In a significant step toward the ‘new normal’, the Prime Minister announced the next raft of lockdown easing measures in England, commencing from 4 July, including the re-opening of pubs, restaurants and hairdressers. The two metre social distancing rule will be modified, moving to a one metre plus rule, from the same date.
Others able to re-open include cinemas, theatres, museums, libraries and theme parks. Those keen to book a summer break will be pleased by the inclusion of hotels, holiday apartments, campsites and caravan parks on the list of properties able to re-open in early-July. ‘Close proximity’ venues, such as indoor gyms, swimming pools, bowling alleys and nightclubs, will remain closed.
Two households in England will be able to meet indoors and stay overnight from 4 July. These households will need to ensure social distancing measures are observed.
The Prime Minister addressed the House of Commons, “Today, we can say that our long national hibernation is beginning to come to an end and life is returning to our shops, streets and homes and a new, but cautious, optimism is palpable. But it would be all too easy for that frost to return and that is why we will continue to trust in the common sense and the community spirit of the British people to follow this guidance, to carry us through and see us to victory over this virus.”
Voice of caution
He cautioned, “I will not hesitate to put on the handbrake and reverse some of these changes at local or national level as required.” Professor Chris Whitty, the government’s Chief Scientific Adviser, said the relaxation was a “reasonable balance of risk”, but that the UK would “get an uptick” if people did not take measures seriously.
During the final daily coronavirus briefing, the Prime Minister said task forces were being established to work out how ‘close proximity’ venues can safely reopen. Ad hoc briefings will take place for important announcements.

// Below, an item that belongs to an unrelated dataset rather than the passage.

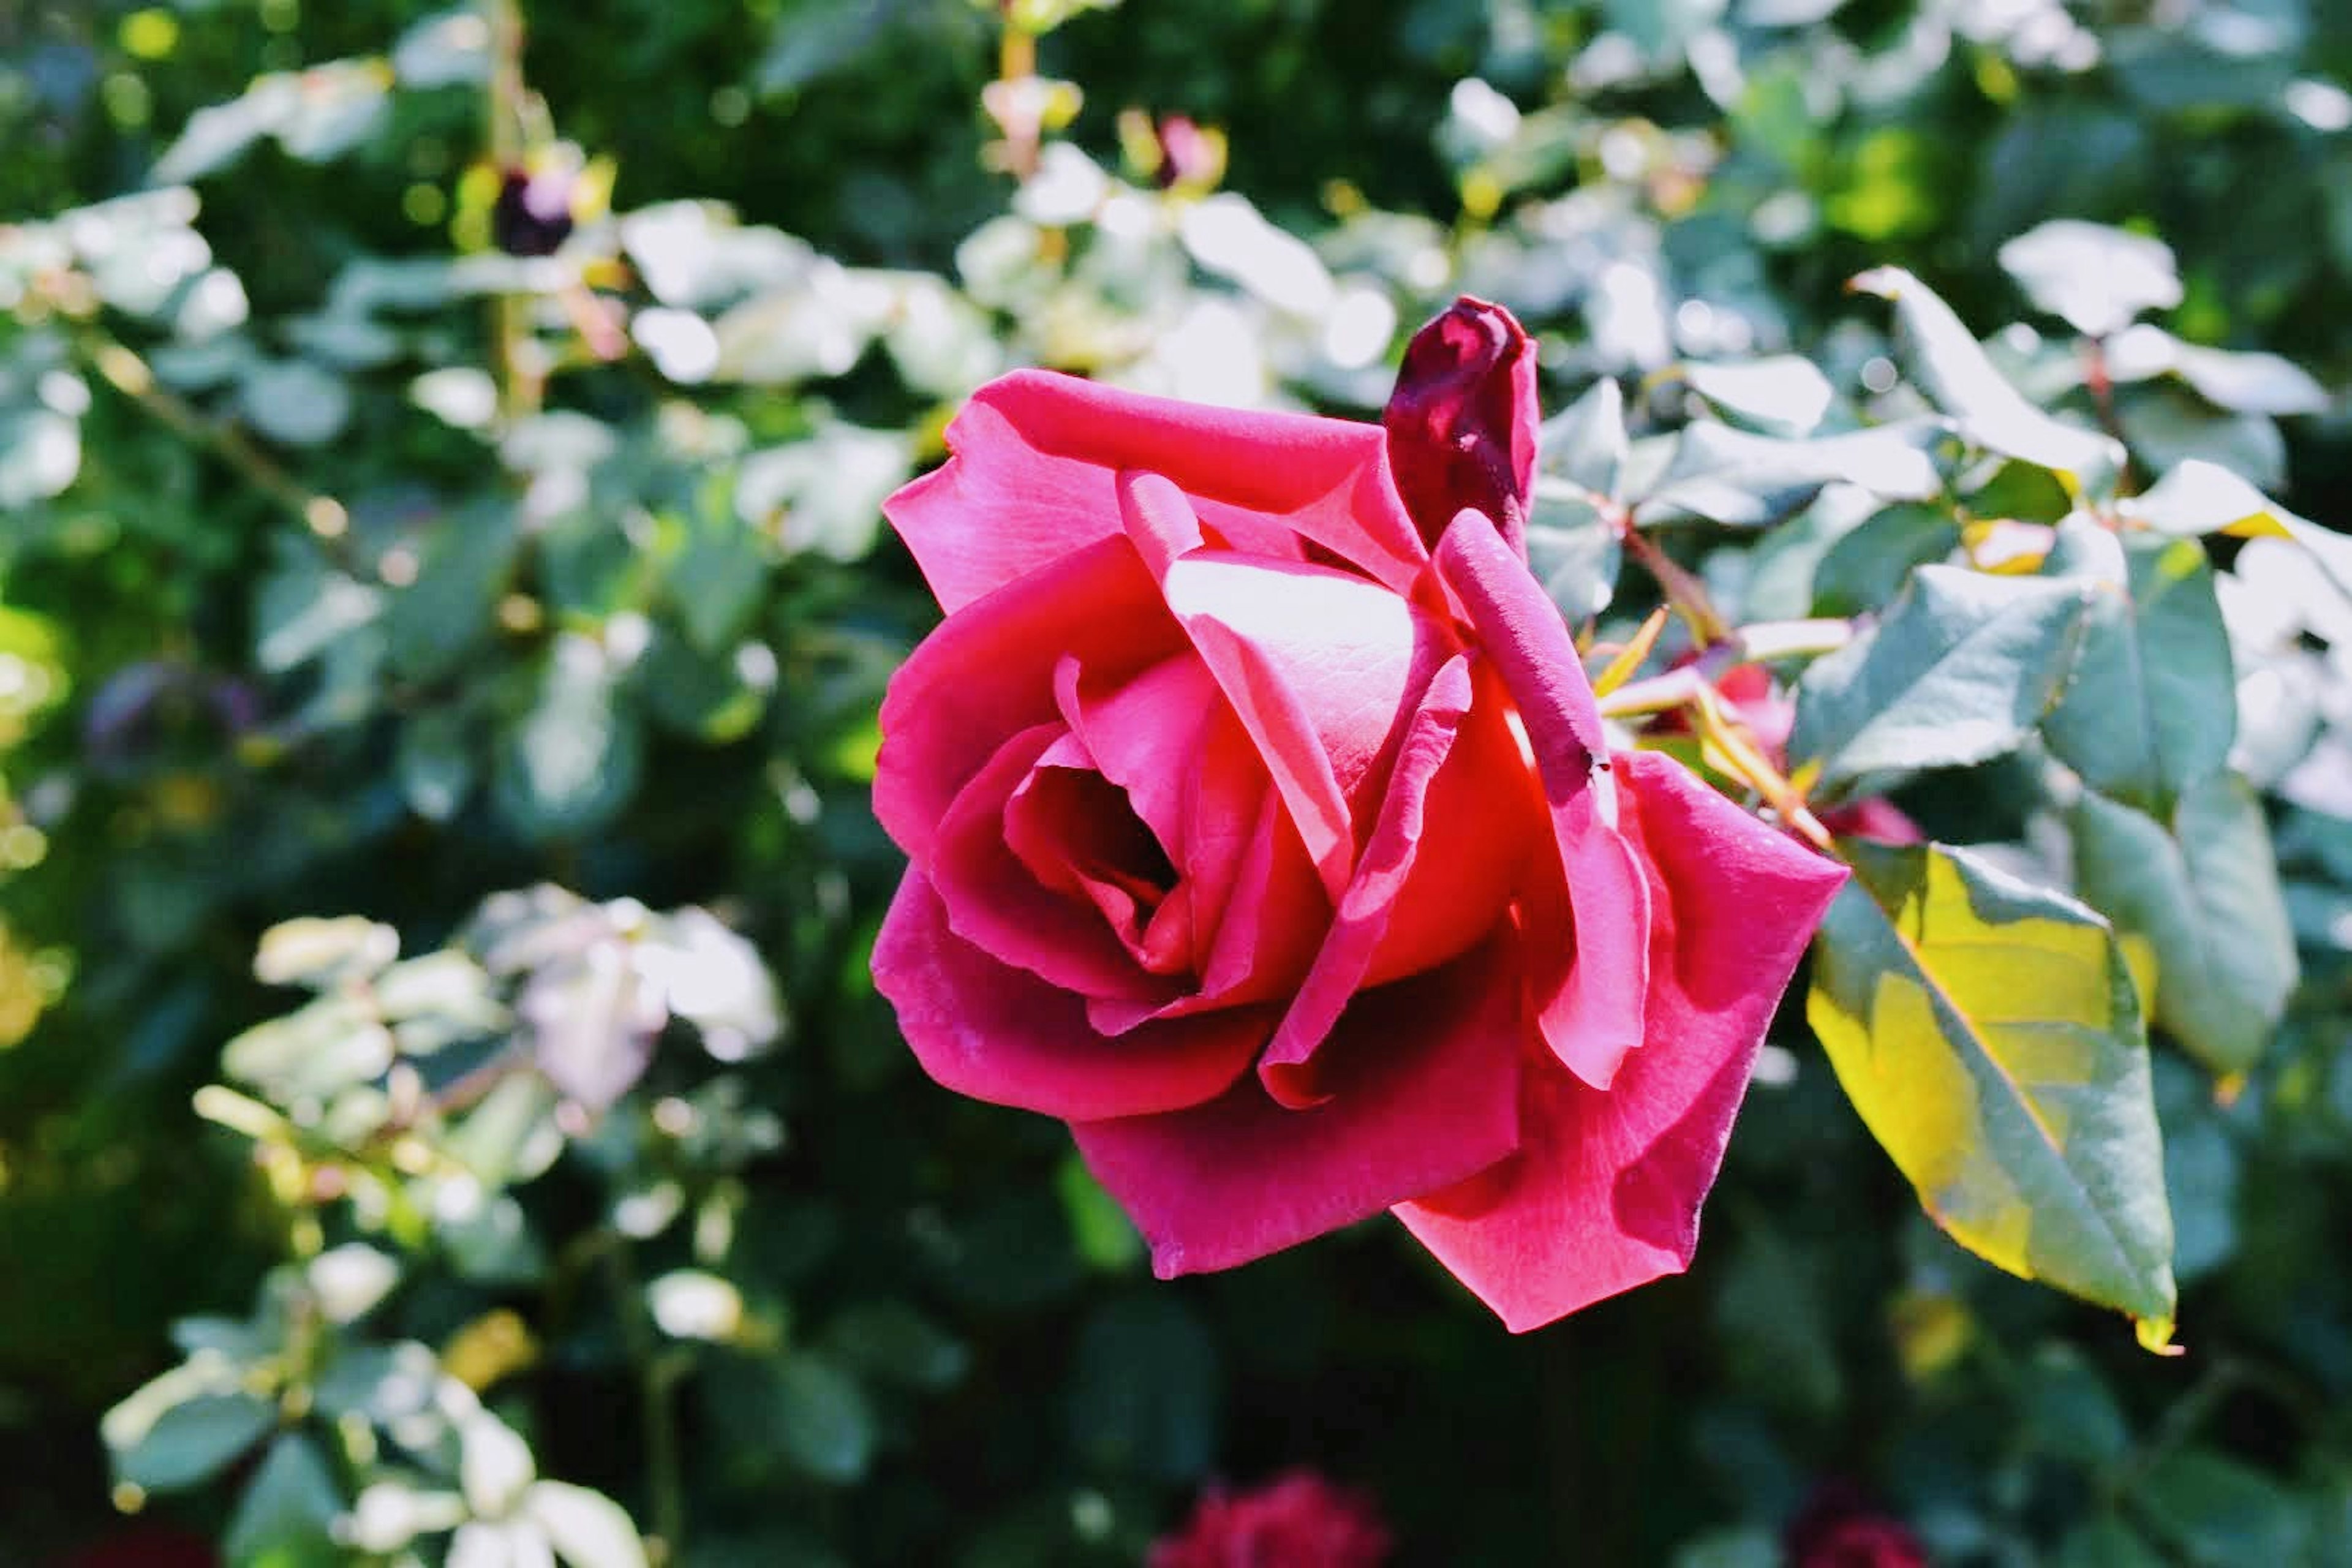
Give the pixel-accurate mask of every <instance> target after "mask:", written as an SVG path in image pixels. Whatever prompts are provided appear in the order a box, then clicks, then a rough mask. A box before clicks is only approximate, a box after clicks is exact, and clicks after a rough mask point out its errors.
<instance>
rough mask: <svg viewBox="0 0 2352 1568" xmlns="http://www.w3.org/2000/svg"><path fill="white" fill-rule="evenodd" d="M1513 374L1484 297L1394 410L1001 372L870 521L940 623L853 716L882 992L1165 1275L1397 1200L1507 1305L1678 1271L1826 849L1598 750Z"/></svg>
mask: <svg viewBox="0 0 2352 1568" xmlns="http://www.w3.org/2000/svg"><path fill="white" fill-rule="evenodd" d="M1534 381H1536V369H1534V346H1531V343H1529V341H1526V334H1524V331H1519V324H1517V322H1512V320H1510V315H1508V313H1503V310H1501V308H1496V306H1486V303H1479V301H1470V299H1465V301H1461V303H1456V306H1454V308H1451V310H1449V313H1446V315H1442V317H1439V320H1437V322H1432V324H1430V327H1425V329H1423V331H1421V336H1418V339H1414V346H1411V350H1409V353H1406V360H1404V371H1402V378H1399V386H1397V393H1395V400H1392V402H1390V409H1388V421H1385V428H1383V425H1364V423H1348V421H1331V418H1308V416H1296V414H1237V411H1225V409H1204V407H1190V404H1181V402H1167V400H1157V397H1138V395H1134V393H1117V390H1110V388H1103V386H1094V383H1087V381H1073V378H1065V376H1051V374H1037V371H1018V374H1011V376H1004V378H1002V381H995V383H990V386H985V388H981V390H978V393H976V395H974V397H971V404H969V407H967V409H964V411H962V414H960V416H957V418H955V423H953V425H950V428H948V447H950V449H953V454H955V456H953V458H950V461H948V463H946V465H943V468H941V470H936V473H931V475H927V477H922V480H917V482H915V484H908V487H906V489H903V491H898V494H896V496H894V498H891V501H889V503H887V508H884V510H887V512H889V520H891V524H894V527H896V529H898V534H901V536H903V538H906V543H908V548H910V550H913V552H915V559H917V564H920V567H922V571H924V576H927V578H929V583H931V590H934V592H936V595H938V602H941V607H943V609H946V611H948V618H946V623H943V625H941V628H938V630H936V632H934V635H931V637H929V639H924V644H922V646H917V649H915V654H913V656H910V658H908V663H906V668H903V670H901V672H898V675H896V679H894V682H891V689H889V698H887V701H884V705H882V736H884V741H882V759H880V769H877V776H875V811H877V813H880V818H882V825H884V827H887V830H889V835H891V837H894V839H896V842H898V844H901V846H903V849H906V853H908V858H910V860H913V865H910V870H908V875H906V882H903V884H901V889H898V898H896V900H894V903H891V910H889V917H887V919H884V926H882V936H880V940H877V943H875V957H873V966H875V980H877V985H880V987H882V992H884V994H887V997H889V999H891V1004H894V1006H896V1009H898V1023H901V1027H903V1030H906V1037H908V1044H910V1046H913V1048H915V1056H917V1058H920V1060H922V1065H924V1070H927V1072H929V1074H931V1077H934V1079H936V1081H941V1084H943V1086H948V1088H955V1091H960V1093H967V1095H976V1098H983V1100H995V1103H1002V1105H1018V1107H1025V1110H1033V1112H1042V1114H1047V1117H1058V1119H1063V1121H1068V1124H1070V1131H1073V1133H1075V1138H1077V1147H1080V1152H1082V1154H1084V1159H1087V1164H1089V1166H1091V1168H1094V1173H1096V1178H1098V1180H1101V1182H1103V1185H1105V1187H1108V1190H1110V1194H1112V1197H1115V1199H1117V1201H1120V1204H1122V1206H1124V1208H1127V1213H1129V1215H1134V1220H1136V1225H1138V1227H1141V1229H1143V1234H1145V1239H1148V1241H1150V1248H1152V1267H1155V1269H1157V1272H1160V1276H1174V1274H1185V1272H1195V1269H1223V1267H1232V1265H1240V1262H1249V1260H1254V1258H1263V1255H1265V1253H1272V1251H1279V1248H1284V1246H1291V1244H1298V1241H1305V1239H1310V1237H1319V1234H1324V1232H1329V1229H1336V1227H1341V1225H1348V1222H1352V1220H1362V1218H1367V1215H1374V1213H1378V1211H1383V1208H1388V1211H1392V1213H1397V1218H1402V1220H1404V1225H1406V1227H1409V1229H1411V1232H1414V1237H1418V1239H1421V1244H1423V1246H1428V1248H1430V1251H1432V1253H1435V1255H1437V1258H1439V1260H1442V1262H1444V1265H1446V1267H1449V1269H1451V1272H1454V1274H1456V1276H1458V1279H1461V1281H1463V1284H1465V1286H1470V1288H1472V1291H1475V1293H1477V1295H1479V1298H1484V1300H1486V1302H1489V1305H1491V1307H1494V1309H1496V1312H1498V1314H1501V1316H1503V1319H1505V1321H1508V1324H1510V1326H1512V1328H1534V1326H1538V1324H1548V1321H1552V1319H1557V1316H1562V1314H1564V1312H1573V1309H1576V1307H1583V1305H1585V1302H1592V1300H1599V1298H1604V1295H1613V1293H1618V1291H1625V1288H1632V1286H1637V1284H1644V1281H1649V1279H1656V1276H1661V1274H1672V1272H1679V1269H1684V1267H1686V1265H1689V1258H1691V1248H1693V1244H1696V1234H1698V1204H1700V1199H1703V1197H1705V1192H1708V1187H1710V1185H1712V1180H1715V1171H1717V1164H1719V1161H1722V1152H1724V1138H1726V1133H1729V1128H1731V1117H1733V1112H1736V1110H1738V1103H1740V1095H1743V1093H1745V1088H1748V1070H1750V1060H1752V1056H1755V1051H1757V1044H1759V1039H1762V1034H1764V1027H1766V1023H1769V1020H1771V1013H1773V1004H1776V1001H1778V997H1780V990H1783V987H1785V985H1788V978H1790V971H1792V969H1795V964H1797V957H1799V954H1802V950H1804V945H1806V938H1809V936H1811V933H1813V924H1816V922H1818V919H1820V912H1823V907H1825V905H1828V900H1830V896H1832V893H1835V891H1837V886H1839V882H1842V879H1844V870H1842V867H1839V865H1835V863H1830V860H1825V858H1820V856H1816V853H1813V851H1809V849H1804V846H1799V844H1795V842H1790V839H1785V837H1783V835H1778V832H1771V830H1766V827H1764V825H1759V823H1755V820H1752V818H1748V816H1745V813H1743V811H1740V809H1736V806H1733V804H1731V802H1726V799H1722V797H1719V795H1715V792H1712V790H1708V788H1703V785H1700V783H1698V780H1696V778H1693V776H1691V773H1689V771H1684V769H1682V766H1679V764H1675V762H1670V759H1665V757H1658V755H1644V752H1632V755H1616V757H1609V755H1606V743H1604V738H1602V722H1599V715H1597V710H1595V703H1592V691H1590V686H1588V684H1585V672H1583V668H1581V665H1578V661H1576V649H1573V644H1571V642H1569V632H1566V625H1564V623H1562V618H1559V611H1557V609H1555V607H1552V604H1550V599H1545V597H1543V590H1541V588H1538V583H1536V578H1534V576H1531V574H1529V569H1526V557H1524V550H1522V543H1519V541H1522V536H1524V512H1526V489H1529V480H1531V473H1534V458H1536V397H1534V393H1536V386H1534Z"/></svg>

With the hot weather returning, Boris Johnson warned that spikes in cases overseas should act as a warning to those flouting social distancing rules. Concerns of surging cases in Leicester prompted talks of local lockdown.
In other nations…
Scotland and Wales will maintain the two metre rule for the time being, in Northern Ireland it reduces to one metre on 29 June. Nicola Sturgeon said the downward trend in cases and deaths in Scotland mean she can outline “more clarity on the path out of lockdown”. From 10 July, people in Scotland can meet up with two other households indoors. Hairdressers, restaurants, pubs and holiday accommodation can reopen from 15 July. She reiterated that these are “provisional” dates, reliant on the virus remaining suppressed.

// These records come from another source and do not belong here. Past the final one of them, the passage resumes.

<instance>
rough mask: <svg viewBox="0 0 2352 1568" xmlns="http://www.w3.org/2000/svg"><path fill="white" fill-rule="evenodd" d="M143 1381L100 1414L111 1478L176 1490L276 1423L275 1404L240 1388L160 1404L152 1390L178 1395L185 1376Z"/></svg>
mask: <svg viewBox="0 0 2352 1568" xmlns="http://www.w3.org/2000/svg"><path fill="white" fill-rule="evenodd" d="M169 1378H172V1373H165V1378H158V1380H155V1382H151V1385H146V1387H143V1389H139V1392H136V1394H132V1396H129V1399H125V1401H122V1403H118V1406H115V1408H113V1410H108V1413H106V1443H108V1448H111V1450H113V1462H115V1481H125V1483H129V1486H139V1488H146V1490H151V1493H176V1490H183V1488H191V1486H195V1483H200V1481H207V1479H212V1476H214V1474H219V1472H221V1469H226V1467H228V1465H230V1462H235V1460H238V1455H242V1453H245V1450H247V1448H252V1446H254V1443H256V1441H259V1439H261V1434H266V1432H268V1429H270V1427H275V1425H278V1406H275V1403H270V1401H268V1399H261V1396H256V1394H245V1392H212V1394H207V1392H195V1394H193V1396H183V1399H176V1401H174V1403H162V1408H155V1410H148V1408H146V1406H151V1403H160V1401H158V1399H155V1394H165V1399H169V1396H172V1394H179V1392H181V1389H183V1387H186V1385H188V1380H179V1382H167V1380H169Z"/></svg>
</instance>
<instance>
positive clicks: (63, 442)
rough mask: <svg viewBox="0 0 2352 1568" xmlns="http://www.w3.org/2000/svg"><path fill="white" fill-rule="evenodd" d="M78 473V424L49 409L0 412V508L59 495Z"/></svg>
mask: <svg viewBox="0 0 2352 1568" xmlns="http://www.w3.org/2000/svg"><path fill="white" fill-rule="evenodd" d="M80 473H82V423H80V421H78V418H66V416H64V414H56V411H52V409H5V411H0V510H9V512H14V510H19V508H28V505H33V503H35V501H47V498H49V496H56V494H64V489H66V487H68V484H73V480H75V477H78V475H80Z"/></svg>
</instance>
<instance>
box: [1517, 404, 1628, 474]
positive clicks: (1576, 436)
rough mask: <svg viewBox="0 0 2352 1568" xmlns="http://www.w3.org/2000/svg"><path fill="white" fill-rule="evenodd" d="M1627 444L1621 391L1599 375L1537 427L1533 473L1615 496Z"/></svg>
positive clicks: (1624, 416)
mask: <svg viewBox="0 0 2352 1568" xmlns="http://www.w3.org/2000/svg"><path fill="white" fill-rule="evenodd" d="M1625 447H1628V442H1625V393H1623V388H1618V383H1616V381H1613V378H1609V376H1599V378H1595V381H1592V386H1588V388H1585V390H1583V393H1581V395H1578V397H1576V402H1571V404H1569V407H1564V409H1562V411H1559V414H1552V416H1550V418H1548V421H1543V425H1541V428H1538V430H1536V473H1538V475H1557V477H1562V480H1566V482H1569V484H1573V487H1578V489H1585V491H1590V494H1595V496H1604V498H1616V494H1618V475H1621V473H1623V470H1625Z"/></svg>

“Uncertainty about the containment of the pandemic remains”
The International Monetary Fund (IMF) lowered its global growth forecast for 2020 and 2021, predicting a decline of 4.9% in 2020, 1.9% below its last forecast in April. The UK economy is expected to contract more than 10% this year, with a partial recovery in 2021. The IMF stated: ‘As the economic fallout from the COVID-19 pandemic and the Great Lockdown has become more severe, many governments have stepped up their emergency lifelines to protect people, preserve jobs, and prevent bankruptcies. The steep contraction in economic activity and fiscal revenues, along with the sizable fiscal support, has further stretched public finances, with global public debt projected to reach more than 100% of GDP this year. As the lockdowns are unwound in many countries, policy focus needs to shift toward facilitating recovery, although uncertainty about the containment of the pandemic remains, and elevated debt could constrain the scope and effectiveness of further fiscal support.’

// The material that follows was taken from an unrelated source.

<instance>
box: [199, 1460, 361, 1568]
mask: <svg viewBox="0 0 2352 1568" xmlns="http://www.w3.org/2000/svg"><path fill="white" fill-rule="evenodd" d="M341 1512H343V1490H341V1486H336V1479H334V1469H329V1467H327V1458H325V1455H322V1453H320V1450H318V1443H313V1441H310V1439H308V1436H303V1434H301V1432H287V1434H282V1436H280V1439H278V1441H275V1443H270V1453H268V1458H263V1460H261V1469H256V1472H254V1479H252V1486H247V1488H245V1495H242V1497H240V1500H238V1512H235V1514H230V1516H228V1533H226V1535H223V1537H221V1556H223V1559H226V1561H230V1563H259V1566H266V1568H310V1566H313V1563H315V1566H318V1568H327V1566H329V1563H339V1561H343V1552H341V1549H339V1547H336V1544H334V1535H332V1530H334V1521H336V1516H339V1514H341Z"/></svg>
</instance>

Financial markets fluctuated amidst fears that a resurgence in cases could trigger new restrictions and optimism over improving European economic data. Christine Lagarde, European Central Bank President, said the Eurozone is “probably past” the worst of the economic crisis, but the recovery will be uneven. Boris Johnson is due to set out his plans for a post-lockdown economic recovery on 30 June.